SPECIAL SECRETARY: I think the title withered the entire perfection on the choice of storytelling, but this is one great story especially because I like the type of women described in the story. And I see a lot of under tone and themes that could be exploited by wannabe writers, script scribblers etc. This story is a good one. There are a load of morals and immoral choices for the reader too. I could not jump any further after I learned that the man who had abused his wife under no just cause paid wholesomely for it. What a splendid way of telling the story. And the characters were as fishy as fishes in the creeks of the Niger Delta too. Funny me? Everyone in the story seemed real. And I could relate with them, shake hands and tell them “I want it too!”
IT HAPPENED IN BENIN: Good poetry. Good mental pictures created. And the description of the road being eaten up by the driver a hungry prisoner? I owe the poet a lot.
LOTS OF MUSCLE LOST OF BLOOD: I first read this in the Weaverbird Collection, a published collection of contemporary short stories as published by Farafina. It highlights what human ego can cause and also the disposition of the young married man, the fusses that come afterwards and the quest to go back to being a bachelor, and the grip of other women to doing all the describable and not written things with any loosed man. I like the fact that it was either a dream or some hallucination and that the household was actually intact. I like that Ghana scene. I love the description of the stage and the striking of chords on the acoustic guitar. I felt like a visitor to the word of music especially without such mental description. A good job. But I wish the lady at the bar had focused more attention on me, the reader rather than the man that wasn’t finding the hospitality comfortable. I would have found it all comfortable, trust me. I would have stayed back in Ghana and turned another ‘Peter Tosh’. Good story with a lot underlining facts of how some foreigners are maltreated in certain lands despite their contributions? I think this would really help form a part of a treaty on racism in Africa by Africans.
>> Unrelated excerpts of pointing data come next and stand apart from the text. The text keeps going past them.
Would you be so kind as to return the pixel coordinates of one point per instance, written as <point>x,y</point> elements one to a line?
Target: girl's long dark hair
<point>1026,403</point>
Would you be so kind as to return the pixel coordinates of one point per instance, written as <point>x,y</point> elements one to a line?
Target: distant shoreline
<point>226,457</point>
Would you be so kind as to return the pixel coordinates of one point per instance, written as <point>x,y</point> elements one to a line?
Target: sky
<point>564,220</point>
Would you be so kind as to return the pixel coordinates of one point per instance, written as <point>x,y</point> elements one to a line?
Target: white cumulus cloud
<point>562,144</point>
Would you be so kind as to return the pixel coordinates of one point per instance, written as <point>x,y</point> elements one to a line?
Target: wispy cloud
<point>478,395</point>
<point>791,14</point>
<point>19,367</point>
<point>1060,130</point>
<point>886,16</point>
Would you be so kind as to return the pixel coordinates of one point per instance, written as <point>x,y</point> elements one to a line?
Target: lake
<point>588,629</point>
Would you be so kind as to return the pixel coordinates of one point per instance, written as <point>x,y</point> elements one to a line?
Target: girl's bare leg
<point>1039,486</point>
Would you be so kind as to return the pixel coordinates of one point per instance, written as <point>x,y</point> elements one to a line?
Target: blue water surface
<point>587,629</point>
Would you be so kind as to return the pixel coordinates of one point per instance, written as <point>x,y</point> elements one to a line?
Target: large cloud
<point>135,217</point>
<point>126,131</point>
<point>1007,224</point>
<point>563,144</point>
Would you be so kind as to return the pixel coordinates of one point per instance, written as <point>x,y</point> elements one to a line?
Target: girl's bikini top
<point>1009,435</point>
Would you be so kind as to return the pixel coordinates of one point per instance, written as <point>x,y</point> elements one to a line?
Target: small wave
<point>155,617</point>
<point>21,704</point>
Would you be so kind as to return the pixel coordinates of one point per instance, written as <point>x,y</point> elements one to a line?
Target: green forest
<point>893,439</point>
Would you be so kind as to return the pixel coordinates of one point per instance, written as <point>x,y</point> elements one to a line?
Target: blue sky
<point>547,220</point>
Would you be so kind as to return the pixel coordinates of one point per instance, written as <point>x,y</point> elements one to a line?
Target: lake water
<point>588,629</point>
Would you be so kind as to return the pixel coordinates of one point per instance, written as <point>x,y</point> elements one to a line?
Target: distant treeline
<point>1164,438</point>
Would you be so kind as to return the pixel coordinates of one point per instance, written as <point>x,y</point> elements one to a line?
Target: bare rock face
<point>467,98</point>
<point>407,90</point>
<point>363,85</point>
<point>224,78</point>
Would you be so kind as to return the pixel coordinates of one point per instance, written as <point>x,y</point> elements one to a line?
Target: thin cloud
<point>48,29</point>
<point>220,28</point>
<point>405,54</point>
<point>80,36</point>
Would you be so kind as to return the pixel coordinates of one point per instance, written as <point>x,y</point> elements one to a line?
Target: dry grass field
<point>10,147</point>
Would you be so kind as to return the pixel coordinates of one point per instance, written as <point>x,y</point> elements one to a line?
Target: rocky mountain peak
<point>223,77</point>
MY SUPERHERO STORY: One of my all time best. I love the storyline. I wish we had the equipments to make this into a feature film; I would play the lead character, direct and produce it! The guy is crazy. But I am not a good artist. I would improvise. Or attend a class, somewhere. Or make a friend at the YabaTech. Wow! What a story. I could see the Big Man. He was so crazy and well described that he is like the Big Brother in the Orwell’s Nineteen Eighty Four, the novel. A lot was actually happening especially amongst the super rich folks that they use seeming humanitarian works to cover up. But the end was watery. Apologizes oh. I wanted better scenes and a better ending. I love the part where he met 007 wizard, James Bond and the interaction and all that. It reminds me of Genevieve Nnaji who’s rumored to be lined to play the next ‘chic’ with the 007. Cool pictures. I like it a lot.
THE X12 MOON-SHADE: The writer wanted to scare me. But I think I scared him by not buying the fiction. It’s not the bad one in the book. There is none.
A Fistful of Tales is a good book, pocket size, nice design, weird animation – it is a total package. It passes for a science fiction. Buy and enjoy it, the future would be better.